Toutefois, il apparaît qu'un compte précis entre les parties doit être réalisé puisque l'intimée ne fournit pas d'éclairage sur le grief ainsi porté, se contentant de préciser qu'elle ne sollicite pas le paiement d'une facture en date du 28 avril 2022.
Cette nécessité s'impose également au regard des développements faits par l'appelante sur le dossier « Lot CVC » pour lequel elle verse un décompte général définitif, non signé par la société Valtec, faisant état de l'avoir que la société Energilec réclame à hauteur de 51 000 euros, et sur lesquels l'intimée ne répond pas.
De la même manière, l'intimée ne développe dans ses conclusions aucun élément de réponse précis aux récriminations de l'appelante sur les dossiers « Remplacement CTA Sextant », « Chantier 15 [8] », « Chantier [9] » qui remettraient en cause les comptes retenus par la société Valtec.
Sur les contestations de l'appelante regroupées dans la catégorie de factures qu'elle nomme « sans commandes, émises sur la base de devis », concernant les factures 2022-148, 2022-116, 2022-117 et 2022-118, l'intimée qui en réclame le paiement ne s'explique toutefois pas sur les incohérences relevées par l'appelante en ce qui les concerne.

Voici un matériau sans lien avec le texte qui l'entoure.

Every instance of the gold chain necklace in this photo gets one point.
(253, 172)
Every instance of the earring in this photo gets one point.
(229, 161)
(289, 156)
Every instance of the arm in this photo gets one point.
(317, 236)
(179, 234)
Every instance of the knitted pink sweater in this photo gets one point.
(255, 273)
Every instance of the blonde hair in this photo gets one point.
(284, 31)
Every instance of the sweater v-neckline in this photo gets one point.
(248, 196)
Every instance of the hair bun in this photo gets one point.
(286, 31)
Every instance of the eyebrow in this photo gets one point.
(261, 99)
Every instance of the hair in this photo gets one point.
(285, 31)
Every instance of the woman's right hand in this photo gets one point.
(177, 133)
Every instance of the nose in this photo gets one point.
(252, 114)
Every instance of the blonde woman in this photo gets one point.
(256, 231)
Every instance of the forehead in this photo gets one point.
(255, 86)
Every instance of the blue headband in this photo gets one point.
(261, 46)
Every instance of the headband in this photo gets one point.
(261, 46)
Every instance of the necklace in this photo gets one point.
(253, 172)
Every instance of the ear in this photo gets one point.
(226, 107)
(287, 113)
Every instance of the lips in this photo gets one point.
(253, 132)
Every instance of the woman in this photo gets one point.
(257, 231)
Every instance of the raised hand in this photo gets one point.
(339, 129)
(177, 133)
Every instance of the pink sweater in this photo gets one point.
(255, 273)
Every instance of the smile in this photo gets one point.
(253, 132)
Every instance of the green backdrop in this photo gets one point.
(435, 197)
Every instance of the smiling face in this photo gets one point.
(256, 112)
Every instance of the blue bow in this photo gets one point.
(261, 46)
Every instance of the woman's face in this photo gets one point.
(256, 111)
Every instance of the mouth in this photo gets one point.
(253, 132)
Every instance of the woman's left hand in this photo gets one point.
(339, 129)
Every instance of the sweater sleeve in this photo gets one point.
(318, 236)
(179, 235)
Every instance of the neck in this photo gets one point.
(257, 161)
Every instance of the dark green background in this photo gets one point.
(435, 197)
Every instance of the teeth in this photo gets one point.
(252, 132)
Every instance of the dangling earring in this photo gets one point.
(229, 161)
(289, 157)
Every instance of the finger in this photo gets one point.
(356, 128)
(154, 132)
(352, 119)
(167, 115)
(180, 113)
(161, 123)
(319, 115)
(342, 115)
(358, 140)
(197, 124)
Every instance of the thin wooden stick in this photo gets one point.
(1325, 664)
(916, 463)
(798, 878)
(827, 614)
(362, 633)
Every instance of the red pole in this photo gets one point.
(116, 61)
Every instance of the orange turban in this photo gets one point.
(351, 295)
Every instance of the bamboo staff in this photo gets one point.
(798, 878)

Ainsi, il découle de l'ensemble de ces éléments que la demande de provision de l'intimée fait l'objet de plusieurs contestations sérieuses s'opposant à ce qu'il y soit fait droit en référé, de sorte qu'il sera dit n'y avoir lieu à référé, par voie d'infirmation de l'ordonnance querellée sur la condamnation prononcée et de confirmation sur le surplus.
S'agissant enfin des créances revendiquées par l'appelante, elle ne formule pas de prétention à leur égard, de sorte qu'il n'y a pas lieu d'y répondre.
Sur les demandes accessoires :
Partie perdante, la société Valtec ne saurait prétendre à l'allocation de frais irrépétibles. Elle devra en outre supporter les dépens de première instance (par voie d'infirmation) et d'appel.
Par équité, et par voie d'infirmation s'agissant des frais irrépétibles de première instance, il convient de débouter les deux parties de leurs demandes sur le fondement de l'article 700 du code de procédure civile.
PAR CES MOTIFS,
La cour statuant par arrêt contradictoire,
Infirme l'ordonnance du 16 février 2023 sauf en ce qu'elle a dit n'y avoir lieu à référé pour le surplus des demandes de la société Valtec,
Statuant à nouveau des chefs infirmés et y ajoutant,
Dit n'y avoir lieu à référé sur l'ensemble de la demande de provision de la société Valtec,
Dit n'y avoir lieu à application des dispositions de l'article 700 du code de procédure civile tant en première instance qu'en appel,
Dit que la société Valtec supportera les dépens de première instance et d'appel.
Arrêt prononcé par mise à disposition au greffe de la cour, les parties en ayant été préalablement avisées dans les conditions prévues au deuxième alinéa de l'article 450 du code de procédure civile, signé par Madame Marina IGELMAN, Conseiller faisant fonction de Président et par Madame Elisabeth TODINI, Greffier, auquel la minute de la décision a été remise par le magistrat signataire.